People will say "I bought a tractor for $15,000, used it for ten years and sold it for $15,000, so it didn't cost me anything." That's not true. Because of inflation they lost money.
I used an inflation calculator and picked the year 2000 and the year 2010 to figure out what it would be for the $15,000 tractor I mention here. To be dead even, you'd have to sell the tractor for $19K in 2010. I don't see that happening very often. In the example above, the person selling the tractor for what they paid lost $4K on the deal. Granted, they had the use of the machine, but that's a different topic.
In short, buying a tractor isn't an "investment" it's an expense.
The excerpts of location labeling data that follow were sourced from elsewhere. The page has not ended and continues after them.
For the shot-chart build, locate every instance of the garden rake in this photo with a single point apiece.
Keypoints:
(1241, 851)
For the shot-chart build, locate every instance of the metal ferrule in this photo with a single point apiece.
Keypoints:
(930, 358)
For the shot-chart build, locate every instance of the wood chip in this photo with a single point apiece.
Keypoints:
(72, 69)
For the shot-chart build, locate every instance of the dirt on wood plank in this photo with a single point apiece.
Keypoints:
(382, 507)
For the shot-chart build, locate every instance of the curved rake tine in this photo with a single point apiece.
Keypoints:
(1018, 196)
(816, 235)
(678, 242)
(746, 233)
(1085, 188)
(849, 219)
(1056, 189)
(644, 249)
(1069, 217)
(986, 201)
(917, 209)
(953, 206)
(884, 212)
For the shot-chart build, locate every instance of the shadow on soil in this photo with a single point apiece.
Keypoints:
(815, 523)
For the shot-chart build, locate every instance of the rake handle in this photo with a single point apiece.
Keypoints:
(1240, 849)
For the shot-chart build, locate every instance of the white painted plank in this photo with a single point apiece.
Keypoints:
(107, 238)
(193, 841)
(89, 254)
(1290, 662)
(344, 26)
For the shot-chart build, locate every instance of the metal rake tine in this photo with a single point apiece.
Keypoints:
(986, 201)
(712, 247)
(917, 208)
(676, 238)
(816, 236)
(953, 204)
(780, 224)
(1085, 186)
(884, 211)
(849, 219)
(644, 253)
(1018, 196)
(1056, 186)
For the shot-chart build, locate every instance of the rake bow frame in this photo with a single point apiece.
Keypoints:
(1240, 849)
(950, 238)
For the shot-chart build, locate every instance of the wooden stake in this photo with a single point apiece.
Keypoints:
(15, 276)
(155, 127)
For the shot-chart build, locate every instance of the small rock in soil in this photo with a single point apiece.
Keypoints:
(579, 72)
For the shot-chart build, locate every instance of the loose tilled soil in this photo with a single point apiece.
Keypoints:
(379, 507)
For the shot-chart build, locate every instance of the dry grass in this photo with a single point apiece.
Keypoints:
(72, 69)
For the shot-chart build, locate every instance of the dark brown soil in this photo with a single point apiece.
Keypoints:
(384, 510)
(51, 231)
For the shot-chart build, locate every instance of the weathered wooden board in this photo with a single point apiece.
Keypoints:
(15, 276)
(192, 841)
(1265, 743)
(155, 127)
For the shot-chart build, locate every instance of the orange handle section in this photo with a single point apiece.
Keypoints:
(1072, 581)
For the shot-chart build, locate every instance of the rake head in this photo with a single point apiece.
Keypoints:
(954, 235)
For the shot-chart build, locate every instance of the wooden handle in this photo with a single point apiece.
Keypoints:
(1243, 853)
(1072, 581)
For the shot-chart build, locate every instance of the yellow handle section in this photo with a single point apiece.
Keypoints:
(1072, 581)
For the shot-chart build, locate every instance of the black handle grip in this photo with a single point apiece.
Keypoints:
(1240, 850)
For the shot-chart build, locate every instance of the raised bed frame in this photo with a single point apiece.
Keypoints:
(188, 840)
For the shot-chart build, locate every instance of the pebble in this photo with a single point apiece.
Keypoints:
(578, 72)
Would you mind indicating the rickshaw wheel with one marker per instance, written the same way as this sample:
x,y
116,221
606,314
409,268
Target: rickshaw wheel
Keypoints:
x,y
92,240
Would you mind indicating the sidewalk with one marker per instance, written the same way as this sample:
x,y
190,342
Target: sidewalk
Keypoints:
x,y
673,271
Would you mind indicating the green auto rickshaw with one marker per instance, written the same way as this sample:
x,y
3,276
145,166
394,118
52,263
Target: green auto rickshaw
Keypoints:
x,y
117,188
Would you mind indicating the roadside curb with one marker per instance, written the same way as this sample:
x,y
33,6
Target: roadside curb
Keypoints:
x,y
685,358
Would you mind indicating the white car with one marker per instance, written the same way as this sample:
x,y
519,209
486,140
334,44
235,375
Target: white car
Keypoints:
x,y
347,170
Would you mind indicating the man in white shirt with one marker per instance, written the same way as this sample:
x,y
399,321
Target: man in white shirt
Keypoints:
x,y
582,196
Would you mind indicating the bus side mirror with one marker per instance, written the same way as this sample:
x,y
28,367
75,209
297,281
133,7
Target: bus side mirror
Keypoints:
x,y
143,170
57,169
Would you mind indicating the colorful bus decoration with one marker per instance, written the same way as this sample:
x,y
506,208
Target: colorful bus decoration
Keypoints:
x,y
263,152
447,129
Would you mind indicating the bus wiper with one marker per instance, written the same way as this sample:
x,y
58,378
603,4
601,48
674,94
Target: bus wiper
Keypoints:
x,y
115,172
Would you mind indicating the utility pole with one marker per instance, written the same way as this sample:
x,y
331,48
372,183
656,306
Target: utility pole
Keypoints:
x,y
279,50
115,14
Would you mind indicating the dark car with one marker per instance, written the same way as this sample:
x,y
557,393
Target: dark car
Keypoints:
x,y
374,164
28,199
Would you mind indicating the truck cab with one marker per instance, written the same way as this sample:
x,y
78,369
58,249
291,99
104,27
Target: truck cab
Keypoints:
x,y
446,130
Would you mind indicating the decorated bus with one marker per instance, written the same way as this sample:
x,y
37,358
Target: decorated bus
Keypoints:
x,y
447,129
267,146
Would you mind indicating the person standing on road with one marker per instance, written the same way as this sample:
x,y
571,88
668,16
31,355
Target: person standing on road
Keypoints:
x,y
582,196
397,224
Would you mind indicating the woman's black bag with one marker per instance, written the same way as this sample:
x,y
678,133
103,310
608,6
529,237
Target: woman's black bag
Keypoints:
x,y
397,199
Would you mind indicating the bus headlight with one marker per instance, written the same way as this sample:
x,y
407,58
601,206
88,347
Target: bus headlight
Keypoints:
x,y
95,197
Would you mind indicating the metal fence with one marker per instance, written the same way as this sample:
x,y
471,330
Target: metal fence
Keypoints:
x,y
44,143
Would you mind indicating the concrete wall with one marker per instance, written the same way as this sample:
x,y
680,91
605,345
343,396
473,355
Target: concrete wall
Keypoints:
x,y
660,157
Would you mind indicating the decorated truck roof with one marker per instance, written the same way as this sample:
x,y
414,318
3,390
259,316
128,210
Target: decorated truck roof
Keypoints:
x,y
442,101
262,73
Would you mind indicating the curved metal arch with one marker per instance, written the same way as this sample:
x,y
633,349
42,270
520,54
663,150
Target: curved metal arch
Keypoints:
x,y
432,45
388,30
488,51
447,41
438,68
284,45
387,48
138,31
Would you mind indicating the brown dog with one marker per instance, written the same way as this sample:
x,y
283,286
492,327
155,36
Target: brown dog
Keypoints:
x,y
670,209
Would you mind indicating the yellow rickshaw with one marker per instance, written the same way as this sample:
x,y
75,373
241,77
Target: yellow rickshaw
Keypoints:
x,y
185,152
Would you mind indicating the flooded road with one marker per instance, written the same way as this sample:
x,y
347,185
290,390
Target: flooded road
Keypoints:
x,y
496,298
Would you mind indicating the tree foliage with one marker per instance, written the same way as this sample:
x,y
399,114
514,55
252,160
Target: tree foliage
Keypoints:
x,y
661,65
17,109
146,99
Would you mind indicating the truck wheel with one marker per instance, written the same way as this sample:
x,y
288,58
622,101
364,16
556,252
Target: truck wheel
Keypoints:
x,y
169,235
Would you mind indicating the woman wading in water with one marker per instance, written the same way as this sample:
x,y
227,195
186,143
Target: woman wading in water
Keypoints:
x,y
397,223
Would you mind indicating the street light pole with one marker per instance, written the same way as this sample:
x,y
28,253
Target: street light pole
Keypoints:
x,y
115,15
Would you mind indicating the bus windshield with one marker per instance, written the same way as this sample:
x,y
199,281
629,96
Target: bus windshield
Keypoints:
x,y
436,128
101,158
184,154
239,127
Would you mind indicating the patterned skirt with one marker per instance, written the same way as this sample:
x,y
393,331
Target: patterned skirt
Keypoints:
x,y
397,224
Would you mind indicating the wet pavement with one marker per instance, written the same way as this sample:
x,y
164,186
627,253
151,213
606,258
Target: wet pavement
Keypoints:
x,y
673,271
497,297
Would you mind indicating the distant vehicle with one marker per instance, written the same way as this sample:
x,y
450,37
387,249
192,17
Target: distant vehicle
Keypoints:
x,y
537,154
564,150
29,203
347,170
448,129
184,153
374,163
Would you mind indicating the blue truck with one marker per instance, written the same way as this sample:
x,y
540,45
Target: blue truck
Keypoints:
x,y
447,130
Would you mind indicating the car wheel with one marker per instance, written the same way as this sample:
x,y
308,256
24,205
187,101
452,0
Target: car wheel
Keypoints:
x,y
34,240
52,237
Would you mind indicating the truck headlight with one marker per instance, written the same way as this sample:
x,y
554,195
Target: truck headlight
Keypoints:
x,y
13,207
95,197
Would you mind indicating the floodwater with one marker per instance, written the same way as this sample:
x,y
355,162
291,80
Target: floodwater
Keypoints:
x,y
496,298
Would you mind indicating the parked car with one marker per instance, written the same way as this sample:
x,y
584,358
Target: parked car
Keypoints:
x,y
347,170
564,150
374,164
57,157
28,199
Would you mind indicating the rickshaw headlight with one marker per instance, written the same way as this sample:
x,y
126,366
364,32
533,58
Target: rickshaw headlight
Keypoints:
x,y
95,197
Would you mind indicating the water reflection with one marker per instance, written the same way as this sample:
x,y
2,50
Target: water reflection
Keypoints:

Yes, commercial farmers are "investing" in their business when they buy equipment, but the equipment itself is not an investment, it's a business expense that they get a tax credit for. There's essentially no chance they will sell the equipment for more than they paid for it, corrected for inflation, down the road.
Other than retail sales, the only reliable way to make money on equipment would be if you bought something used that needed significant repairs you are capable of performing yourself, getting it all fixed up, and selling it.